After some CSS files containing a charset declaration are processed by CSS aggregate and compression - Safari will ignore everything after the @charset "UTF-8";. This break all my themes and should be fixed in core very soon.

This piece of code fixes the problem, by completely removing all charset declarations. After CSS compression the declaration is not really required, while only English chars are inside the CSS. Before compression you may have documentation containing German Sonderzeichen or other non English chars inside the file and they are going to be destroyed by Editors that do not understand the file encoding without charset line, like suxxx Eclipse.

However - it is possible that such a tag is inside a CSS file and this is allowed by reference and therefor this is a critical bug.

Example solution for drupal_build_css_cache:

// Remove charset declarations for standards compliance (and Safari problems)
$regexp = '/@charset[^;]+;/i';
$data = preg_replace($regexp, '', $data);

I'm not a regexp guru and tried some hours to get this inside the other replacement rules... maybe someone else more familiar with regexp is able to integrate? then i will be able to create a better patch...

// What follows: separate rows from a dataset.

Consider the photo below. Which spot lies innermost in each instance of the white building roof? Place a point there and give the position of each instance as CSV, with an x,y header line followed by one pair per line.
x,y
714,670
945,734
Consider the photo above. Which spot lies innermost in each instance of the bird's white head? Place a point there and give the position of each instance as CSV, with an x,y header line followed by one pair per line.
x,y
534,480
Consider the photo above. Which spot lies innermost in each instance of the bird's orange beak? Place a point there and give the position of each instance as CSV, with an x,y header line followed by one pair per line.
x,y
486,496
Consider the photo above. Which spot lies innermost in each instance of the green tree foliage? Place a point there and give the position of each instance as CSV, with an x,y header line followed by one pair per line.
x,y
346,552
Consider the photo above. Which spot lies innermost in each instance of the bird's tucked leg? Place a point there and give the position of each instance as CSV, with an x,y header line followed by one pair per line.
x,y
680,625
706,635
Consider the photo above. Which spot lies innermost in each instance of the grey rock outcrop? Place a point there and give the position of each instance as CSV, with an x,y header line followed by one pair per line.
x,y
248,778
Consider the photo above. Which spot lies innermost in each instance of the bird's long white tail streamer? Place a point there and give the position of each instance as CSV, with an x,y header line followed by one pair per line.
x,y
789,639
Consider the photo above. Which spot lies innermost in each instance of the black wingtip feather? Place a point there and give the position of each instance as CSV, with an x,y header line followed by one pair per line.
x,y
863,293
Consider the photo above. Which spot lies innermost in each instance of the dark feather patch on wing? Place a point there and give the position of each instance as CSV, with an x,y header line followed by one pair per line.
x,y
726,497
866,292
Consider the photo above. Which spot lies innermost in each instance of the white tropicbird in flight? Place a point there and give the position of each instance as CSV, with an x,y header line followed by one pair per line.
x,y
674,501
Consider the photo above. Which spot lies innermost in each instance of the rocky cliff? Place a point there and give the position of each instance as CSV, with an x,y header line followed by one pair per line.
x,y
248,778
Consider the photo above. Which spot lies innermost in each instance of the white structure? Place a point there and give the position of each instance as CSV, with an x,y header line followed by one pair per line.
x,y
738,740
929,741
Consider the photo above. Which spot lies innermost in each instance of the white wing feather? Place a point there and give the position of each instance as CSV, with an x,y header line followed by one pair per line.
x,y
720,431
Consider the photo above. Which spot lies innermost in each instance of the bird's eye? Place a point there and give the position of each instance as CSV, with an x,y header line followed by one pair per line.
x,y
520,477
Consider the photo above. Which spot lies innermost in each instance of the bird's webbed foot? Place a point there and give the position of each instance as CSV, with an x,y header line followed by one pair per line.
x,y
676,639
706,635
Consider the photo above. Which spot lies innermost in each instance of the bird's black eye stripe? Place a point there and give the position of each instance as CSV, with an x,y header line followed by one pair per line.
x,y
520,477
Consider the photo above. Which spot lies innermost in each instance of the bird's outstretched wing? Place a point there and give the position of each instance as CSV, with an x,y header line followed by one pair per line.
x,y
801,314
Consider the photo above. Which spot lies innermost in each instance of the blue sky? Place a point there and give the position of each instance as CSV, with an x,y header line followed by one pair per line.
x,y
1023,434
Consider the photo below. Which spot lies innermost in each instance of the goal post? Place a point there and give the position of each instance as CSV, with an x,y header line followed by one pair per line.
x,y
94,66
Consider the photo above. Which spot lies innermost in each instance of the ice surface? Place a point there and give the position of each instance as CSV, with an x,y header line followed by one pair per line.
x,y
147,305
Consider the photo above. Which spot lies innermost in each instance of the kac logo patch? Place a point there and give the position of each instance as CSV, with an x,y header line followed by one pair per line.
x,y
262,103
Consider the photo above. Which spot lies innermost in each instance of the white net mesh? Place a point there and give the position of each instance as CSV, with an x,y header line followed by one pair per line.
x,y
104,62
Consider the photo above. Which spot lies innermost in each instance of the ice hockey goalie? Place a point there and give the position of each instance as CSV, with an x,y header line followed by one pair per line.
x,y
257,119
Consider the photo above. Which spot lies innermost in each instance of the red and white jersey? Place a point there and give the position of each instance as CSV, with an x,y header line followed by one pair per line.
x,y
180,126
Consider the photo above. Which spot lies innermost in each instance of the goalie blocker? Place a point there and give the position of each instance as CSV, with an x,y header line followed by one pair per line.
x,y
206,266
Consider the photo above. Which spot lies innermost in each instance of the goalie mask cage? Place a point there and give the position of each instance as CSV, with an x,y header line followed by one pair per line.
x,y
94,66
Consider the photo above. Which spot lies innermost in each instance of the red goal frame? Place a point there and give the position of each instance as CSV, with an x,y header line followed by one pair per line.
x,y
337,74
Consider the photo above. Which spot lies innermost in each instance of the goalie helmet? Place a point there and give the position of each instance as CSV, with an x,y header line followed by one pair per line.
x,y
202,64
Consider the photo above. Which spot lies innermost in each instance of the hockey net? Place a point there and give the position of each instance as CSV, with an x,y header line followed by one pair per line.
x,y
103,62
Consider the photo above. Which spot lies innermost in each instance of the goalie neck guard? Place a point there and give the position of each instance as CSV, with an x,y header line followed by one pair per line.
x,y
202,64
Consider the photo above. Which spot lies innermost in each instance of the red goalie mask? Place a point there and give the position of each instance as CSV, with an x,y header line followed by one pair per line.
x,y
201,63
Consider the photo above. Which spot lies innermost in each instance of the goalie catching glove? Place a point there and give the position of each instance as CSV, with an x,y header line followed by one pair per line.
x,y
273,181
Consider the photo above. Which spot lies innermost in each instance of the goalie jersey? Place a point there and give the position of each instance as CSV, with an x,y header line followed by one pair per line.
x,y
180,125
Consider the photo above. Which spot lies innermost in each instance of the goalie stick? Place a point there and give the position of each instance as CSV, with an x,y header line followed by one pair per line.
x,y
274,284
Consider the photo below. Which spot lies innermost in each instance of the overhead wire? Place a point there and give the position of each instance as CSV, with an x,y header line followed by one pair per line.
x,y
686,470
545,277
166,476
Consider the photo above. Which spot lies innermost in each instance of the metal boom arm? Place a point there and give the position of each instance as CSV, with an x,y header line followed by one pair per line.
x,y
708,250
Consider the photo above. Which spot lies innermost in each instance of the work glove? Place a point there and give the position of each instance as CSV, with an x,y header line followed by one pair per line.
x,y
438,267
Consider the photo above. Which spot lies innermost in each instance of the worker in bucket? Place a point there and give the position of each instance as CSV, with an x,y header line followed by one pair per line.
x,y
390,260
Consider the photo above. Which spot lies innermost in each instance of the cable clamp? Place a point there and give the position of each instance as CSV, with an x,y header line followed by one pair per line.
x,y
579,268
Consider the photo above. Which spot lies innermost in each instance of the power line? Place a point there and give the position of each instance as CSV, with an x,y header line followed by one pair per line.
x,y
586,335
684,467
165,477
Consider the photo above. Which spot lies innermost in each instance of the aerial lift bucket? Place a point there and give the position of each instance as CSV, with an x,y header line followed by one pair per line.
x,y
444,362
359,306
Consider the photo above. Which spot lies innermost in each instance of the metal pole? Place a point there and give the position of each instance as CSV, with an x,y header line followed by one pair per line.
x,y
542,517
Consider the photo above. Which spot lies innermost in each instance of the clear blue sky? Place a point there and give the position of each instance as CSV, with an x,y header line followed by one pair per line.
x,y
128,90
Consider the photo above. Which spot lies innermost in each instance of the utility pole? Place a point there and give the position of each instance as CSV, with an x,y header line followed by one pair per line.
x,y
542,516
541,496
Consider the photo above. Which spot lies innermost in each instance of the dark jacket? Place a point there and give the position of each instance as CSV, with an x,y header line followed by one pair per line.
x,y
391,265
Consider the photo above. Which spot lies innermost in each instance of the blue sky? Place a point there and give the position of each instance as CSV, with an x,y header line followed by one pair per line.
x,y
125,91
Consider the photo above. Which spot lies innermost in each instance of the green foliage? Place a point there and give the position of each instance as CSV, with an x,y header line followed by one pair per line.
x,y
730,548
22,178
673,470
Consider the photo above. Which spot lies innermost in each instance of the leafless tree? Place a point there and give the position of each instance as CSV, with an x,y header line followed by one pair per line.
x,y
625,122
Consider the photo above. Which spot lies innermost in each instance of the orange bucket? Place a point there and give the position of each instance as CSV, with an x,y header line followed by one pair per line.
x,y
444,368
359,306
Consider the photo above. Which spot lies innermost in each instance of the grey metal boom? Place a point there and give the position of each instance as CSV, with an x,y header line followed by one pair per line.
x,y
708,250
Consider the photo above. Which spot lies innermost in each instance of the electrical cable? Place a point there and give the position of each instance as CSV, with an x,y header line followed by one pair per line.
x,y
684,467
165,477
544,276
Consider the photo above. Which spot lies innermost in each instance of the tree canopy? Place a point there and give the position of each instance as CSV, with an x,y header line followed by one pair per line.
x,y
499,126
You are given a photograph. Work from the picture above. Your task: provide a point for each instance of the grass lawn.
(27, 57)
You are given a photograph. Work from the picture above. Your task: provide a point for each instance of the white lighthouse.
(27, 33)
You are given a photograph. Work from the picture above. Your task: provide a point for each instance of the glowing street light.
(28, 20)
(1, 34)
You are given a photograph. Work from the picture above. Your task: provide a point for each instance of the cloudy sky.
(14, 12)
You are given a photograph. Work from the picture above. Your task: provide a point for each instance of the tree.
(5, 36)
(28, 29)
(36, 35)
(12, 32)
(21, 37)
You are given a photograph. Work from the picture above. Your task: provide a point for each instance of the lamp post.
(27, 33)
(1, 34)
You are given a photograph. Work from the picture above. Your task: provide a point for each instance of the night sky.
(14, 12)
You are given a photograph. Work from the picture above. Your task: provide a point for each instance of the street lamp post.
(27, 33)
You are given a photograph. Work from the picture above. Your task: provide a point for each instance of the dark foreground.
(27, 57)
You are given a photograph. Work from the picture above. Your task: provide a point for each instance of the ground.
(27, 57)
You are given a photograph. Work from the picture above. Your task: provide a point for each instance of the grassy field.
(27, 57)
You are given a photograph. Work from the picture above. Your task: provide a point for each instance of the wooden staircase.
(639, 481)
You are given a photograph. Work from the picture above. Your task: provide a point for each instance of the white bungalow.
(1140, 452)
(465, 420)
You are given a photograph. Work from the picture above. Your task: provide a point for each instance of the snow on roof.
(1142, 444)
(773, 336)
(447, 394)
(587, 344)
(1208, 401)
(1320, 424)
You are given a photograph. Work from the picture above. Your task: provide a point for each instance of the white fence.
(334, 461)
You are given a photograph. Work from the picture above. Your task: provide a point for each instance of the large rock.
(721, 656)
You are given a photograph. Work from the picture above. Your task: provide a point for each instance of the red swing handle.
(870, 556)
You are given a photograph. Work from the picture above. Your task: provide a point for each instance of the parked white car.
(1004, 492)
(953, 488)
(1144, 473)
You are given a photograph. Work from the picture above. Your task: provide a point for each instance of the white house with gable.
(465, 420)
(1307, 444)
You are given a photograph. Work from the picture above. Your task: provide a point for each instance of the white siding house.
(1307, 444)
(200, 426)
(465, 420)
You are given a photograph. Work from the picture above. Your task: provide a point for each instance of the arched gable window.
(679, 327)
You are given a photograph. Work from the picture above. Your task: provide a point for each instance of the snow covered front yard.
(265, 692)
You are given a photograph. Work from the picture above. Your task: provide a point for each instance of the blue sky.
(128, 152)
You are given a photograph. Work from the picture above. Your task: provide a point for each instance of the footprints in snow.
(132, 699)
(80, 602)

The above should be integrated into this replacement rule

    $data = preg_replace('<
      \s*([@{}:;,]|\)\s|\s\()\s* |  # Remove whitespace around separators, but keep space around parentheses.
      /\*([^*\\\\]|\*(?!/))+\*/ |   # Remove comments that are not CSS hacks.
      [\n\r]                        # Remove line breaks.
      >x', '\1', $data);
CommentFileSizeAuthor
#12 common_21.patch971 byteshass
#10 common_20.patch986 byteshass
#4 common_19.patch633 byteshass
#1 common_18.patch861 byteshass

Comments

hass’s picture

Status: Active » Needs review
StatusFileSize
new861 bytes

this could be a patch with the above example

Steven’s picture

I'm a bit on the fence about this. This patch doesn't actually add support for @charset definitions; it still requires all CSS to be UTF-8 encoded. So the only reason anyone would use @charset in a Drupal-related CSS file was if their editor was buggy, and the 'standards compliance' argument is a bit off.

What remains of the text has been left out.